A former head of the Occupational Safety and Health Administration (OSHA) believes the best way to help employers maintain safe workplaces is to issue guidelines rather than move to enforce the law that already exists. He is Edwin G. Foulke, Jr., now a partner in labor and employment law firm Fisher & Phillips’ Atlanta office.
“It used to be a hot issue,” with OSHA, says Foulke about workplace violence. He was head of the agency during George W. Bush’s second term as president, from April 2006 to November 2008. “Then it cooled off, and now it’'s hot again.”
No doubt the focus is increasingly on such violence because of a string of shootings, some related to work situations if not actually taking place in the workplace, and some unrelated. Here is Foulke’s current advice on the subject:
- Companies should have a zero-tolerance policy about violence. We think that includes disciplining employees for nasty insults (sometimes referred to as objectivizing others) as well as genuine threats. And Foulke believes thorough background checks are crucial to organizations when hiring; a conviction for violence within the previous 5 years will pass muster as a reason not to hire a candidate. Foulke is continuingly surprised at how many companies don’t have a zero-tolerance antiviolence policy in place.
- Organizations should prepare for possible incidents by putting in place possible referrals: If an employee erupts, you should be able to recommend counseling. An employee assistance program is one possible resource, but there are other, less expensive, options available, Foulke stresses, especially for smaller companies. Some churches and other state and county resources can provide free or low-cost interventions.

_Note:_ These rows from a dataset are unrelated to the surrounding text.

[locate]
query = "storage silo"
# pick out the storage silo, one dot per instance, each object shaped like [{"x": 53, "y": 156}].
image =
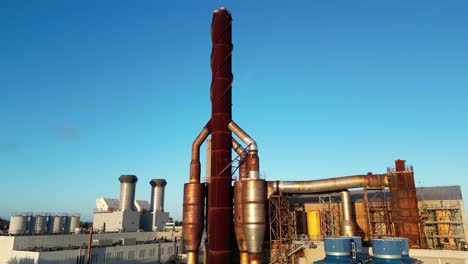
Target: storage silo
[
  {"x": 74, "y": 223},
  {"x": 40, "y": 223},
  {"x": 18, "y": 224}
]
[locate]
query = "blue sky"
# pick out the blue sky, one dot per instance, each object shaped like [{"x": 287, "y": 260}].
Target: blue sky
[{"x": 91, "y": 90}]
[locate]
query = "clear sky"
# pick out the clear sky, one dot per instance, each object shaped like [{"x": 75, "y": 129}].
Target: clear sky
[{"x": 91, "y": 90}]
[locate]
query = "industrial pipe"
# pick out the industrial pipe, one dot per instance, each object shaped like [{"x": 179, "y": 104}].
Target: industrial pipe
[
  {"x": 347, "y": 223},
  {"x": 238, "y": 203},
  {"x": 195, "y": 162},
  {"x": 243, "y": 167},
  {"x": 327, "y": 185},
  {"x": 194, "y": 201},
  {"x": 251, "y": 144},
  {"x": 253, "y": 163}
]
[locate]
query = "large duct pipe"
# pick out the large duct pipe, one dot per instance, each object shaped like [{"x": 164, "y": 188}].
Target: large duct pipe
[
  {"x": 348, "y": 227},
  {"x": 220, "y": 192},
  {"x": 194, "y": 201},
  {"x": 157, "y": 194},
  {"x": 127, "y": 192},
  {"x": 327, "y": 185}
]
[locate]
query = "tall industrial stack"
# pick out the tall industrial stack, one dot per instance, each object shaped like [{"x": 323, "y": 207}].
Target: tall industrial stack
[
  {"x": 127, "y": 192},
  {"x": 405, "y": 214},
  {"x": 159, "y": 217},
  {"x": 126, "y": 218}
]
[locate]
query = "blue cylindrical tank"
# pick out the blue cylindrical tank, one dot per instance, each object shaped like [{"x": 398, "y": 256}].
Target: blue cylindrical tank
[
  {"x": 356, "y": 252},
  {"x": 337, "y": 250},
  {"x": 405, "y": 251},
  {"x": 387, "y": 251}
]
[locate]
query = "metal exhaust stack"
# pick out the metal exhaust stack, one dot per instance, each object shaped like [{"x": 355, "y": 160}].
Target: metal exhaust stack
[
  {"x": 157, "y": 198},
  {"x": 157, "y": 194},
  {"x": 127, "y": 192}
]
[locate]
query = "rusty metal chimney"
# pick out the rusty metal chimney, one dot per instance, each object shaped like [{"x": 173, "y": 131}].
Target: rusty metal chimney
[
  {"x": 220, "y": 193},
  {"x": 405, "y": 214}
]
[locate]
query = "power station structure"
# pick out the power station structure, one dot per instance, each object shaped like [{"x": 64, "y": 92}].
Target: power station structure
[
  {"x": 128, "y": 214},
  {"x": 126, "y": 230},
  {"x": 257, "y": 213}
]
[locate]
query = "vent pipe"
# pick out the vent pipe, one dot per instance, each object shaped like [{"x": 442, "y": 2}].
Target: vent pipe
[{"x": 127, "y": 192}]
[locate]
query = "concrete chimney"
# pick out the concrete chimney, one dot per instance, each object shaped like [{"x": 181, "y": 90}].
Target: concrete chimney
[
  {"x": 157, "y": 194},
  {"x": 127, "y": 192}
]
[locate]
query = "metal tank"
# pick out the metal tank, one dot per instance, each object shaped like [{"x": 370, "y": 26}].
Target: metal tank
[
  {"x": 18, "y": 225},
  {"x": 40, "y": 224},
  {"x": 157, "y": 194},
  {"x": 337, "y": 250},
  {"x": 127, "y": 192},
  {"x": 253, "y": 210}
]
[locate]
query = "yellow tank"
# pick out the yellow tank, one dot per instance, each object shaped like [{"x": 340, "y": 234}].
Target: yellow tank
[{"x": 313, "y": 225}]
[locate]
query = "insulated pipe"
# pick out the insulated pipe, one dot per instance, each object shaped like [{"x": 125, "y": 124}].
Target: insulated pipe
[
  {"x": 347, "y": 223},
  {"x": 327, "y": 185},
  {"x": 127, "y": 192},
  {"x": 195, "y": 162}
]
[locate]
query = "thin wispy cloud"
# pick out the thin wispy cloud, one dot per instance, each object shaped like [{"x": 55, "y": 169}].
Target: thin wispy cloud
[
  {"x": 9, "y": 147},
  {"x": 67, "y": 132}
]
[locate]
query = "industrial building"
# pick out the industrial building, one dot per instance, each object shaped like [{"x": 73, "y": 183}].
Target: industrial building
[{"x": 125, "y": 231}]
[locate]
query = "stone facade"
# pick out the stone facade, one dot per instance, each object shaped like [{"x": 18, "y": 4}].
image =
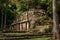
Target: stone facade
[{"x": 27, "y": 20}]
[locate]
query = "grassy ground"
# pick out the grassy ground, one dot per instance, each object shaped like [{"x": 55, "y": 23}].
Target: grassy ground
[{"x": 39, "y": 39}]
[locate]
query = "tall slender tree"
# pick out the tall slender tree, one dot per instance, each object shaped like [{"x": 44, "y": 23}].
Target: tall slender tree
[{"x": 55, "y": 21}]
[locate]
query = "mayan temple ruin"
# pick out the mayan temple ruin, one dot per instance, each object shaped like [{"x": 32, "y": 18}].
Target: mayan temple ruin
[{"x": 28, "y": 20}]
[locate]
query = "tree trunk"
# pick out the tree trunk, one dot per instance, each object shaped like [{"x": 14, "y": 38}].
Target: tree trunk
[
  {"x": 55, "y": 22},
  {"x": 5, "y": 20},
  {"x": 2, "y": 19}
]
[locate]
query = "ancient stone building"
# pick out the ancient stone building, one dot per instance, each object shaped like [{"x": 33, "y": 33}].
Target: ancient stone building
[{"x": 28, "y": 20}]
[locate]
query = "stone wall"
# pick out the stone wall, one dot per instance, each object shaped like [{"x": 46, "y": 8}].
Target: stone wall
[{"x": 26, "y": 21}]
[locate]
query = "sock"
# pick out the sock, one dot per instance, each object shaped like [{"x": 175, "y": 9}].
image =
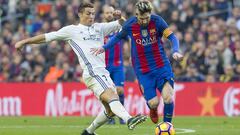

- Get in touch with local law enforcement teams to ensure you can call on them if and when you need help. They should be familiar with your organization, including its operations, size, and location, and should be able to provide you with particular contacts in case of a problem.
- Train all managers in your organization’s crisis management plan and in conflict resolution. Even if no one becomes angry or violent, conflict resolution is a useful skill for all supervisors to have in their day-to-day duties.
- Teach supervisors to recognize the warning signs of violence, put situations on temporary hold, and call in expert help from the resources with whom you’ve contracted.
Foulke is passionate about safety. “I want to ensure that every employee goes home safe and sound from work every night; that’s what should be the goal for all of us,” he explains. Furthermore, he counsels, employers must focus on safety and violence prevention. Because if you ignore it, he warns, a single incident of violence could not only cost your company big bucks and your reputation, but forever drive up your workers’ compensation premiums.